2 Ekim 2012 Salı

Vergi ve primde 'zamanaşımı' kolay değil

Devlet hükümranlık ilkesi gereği vatandaşlarından vergi; verdiği sağlık hizmeti, emeklilik maaşı vs. sosyal haklar sebebiyle de sosyal güvenlik primi almaktadır.

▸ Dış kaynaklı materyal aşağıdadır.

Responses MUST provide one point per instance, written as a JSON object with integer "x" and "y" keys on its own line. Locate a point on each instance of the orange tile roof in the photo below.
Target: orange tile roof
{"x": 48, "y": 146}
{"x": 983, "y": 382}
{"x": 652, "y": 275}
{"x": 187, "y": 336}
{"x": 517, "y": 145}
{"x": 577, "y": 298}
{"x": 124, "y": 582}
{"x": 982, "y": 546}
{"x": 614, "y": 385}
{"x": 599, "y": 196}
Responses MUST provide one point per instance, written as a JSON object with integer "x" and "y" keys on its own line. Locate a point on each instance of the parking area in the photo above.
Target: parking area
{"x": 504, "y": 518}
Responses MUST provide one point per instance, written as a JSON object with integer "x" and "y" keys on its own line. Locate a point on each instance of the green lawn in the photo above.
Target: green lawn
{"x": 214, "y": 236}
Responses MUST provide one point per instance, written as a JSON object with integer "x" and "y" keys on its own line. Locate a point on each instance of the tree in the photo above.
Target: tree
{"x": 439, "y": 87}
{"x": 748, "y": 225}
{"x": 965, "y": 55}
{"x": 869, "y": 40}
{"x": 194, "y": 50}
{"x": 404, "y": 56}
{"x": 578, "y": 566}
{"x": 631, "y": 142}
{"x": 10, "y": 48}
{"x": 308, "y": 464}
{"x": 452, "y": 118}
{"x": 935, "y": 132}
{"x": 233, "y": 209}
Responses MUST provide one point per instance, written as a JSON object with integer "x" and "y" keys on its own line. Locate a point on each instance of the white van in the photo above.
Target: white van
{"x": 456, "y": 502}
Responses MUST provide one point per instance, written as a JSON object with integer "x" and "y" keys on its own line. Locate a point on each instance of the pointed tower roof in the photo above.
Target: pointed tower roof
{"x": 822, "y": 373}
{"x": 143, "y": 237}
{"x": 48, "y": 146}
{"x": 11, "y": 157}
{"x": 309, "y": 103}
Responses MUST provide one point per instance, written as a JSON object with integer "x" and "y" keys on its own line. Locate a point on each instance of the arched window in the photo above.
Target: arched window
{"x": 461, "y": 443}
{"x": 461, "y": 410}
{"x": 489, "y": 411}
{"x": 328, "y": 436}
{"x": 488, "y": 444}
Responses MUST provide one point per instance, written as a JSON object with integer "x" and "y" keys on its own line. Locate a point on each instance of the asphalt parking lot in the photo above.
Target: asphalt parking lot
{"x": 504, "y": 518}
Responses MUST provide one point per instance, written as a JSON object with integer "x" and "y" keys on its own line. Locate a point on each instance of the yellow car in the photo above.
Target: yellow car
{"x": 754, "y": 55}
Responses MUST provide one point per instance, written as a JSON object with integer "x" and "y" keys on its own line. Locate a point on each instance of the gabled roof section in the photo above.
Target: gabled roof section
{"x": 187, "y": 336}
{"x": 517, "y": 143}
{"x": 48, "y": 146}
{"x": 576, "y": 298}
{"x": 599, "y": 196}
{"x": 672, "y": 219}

Ancak gerçek ve tüzel kişiler devlete olan bu borçlarını zamanında ödemeyebilir. Bazen de devlet, ödenmesi gereken bir vergi veya primin varlığının da farkına varmayabilir. Bu yüzden eksik bildirilen vergi ve primlerin inceleme, denetim vb. yollarla tespitine çalışılır. Sonraki yıllarda tespit edilen vergi ve primler mükelleflerden ceza ve faiziyle alınır. Devletlerin inceleme, denetim ve takip mekanizmaları güçlendikçe, ceza ve faizler ağırlaştıkça ödenmesi gereken vergi ve primler gerçeğe daha uygun beyan edilir ve ödenir. Bütün tedbirlere rağmen fark edilmeyen vergi ve primler olacağı da ayrı bir gerçektir. Devlet de mükellefler de bu borç ve alacakların sonsuza kadar takip edilmesini istemez. Çünkü devletin vergiden doğan alacağını uzun bir süre sonra istemesi hem vergi idaresi hem de mükellef yönünden sorunlar doğurur. İdare vergi veya primin varlığını ispat yönünden güçlüklerle karşılaşır. Ayrıca takip ve tahsil yönünden de zorluklar yaşanır. Mükellefler de borçlu olarak uzun süre belirsizlik içinde kalacakları ve defter-belgeleri saklamak zorunda olacakları için ciddi sıkıntılar yaşar. Bu yüzden vergi mevzuatına da zamanaşımı müessesesi getirilmiştir. Zamanaşımı bu olumsuzlukları büyük ölçüde önlemektedir. Vergi hukukunda tarh zamanaşımı ve tahsil zamanaşımı olmak üzere iki çeşit zamanaşımı bulunmaktadır. Bunlardan tarh zamanaşımı Vergi Usul Kanunu'nda; tahsil zamanaşımı ise Amme Alacaklarının Tahsil Usulü Hakkında Kanun'da düzenlenmiş. Zamanaşımının en önemli yanlarından biri, mükellefin bu hususta bir müracaatı olup olmadığına bakılmadan hüküm ifade etmesidir. Tahsil daireleri amme alacağının tahsilinde zamanaşımını re'sen dikkate almak zorunda.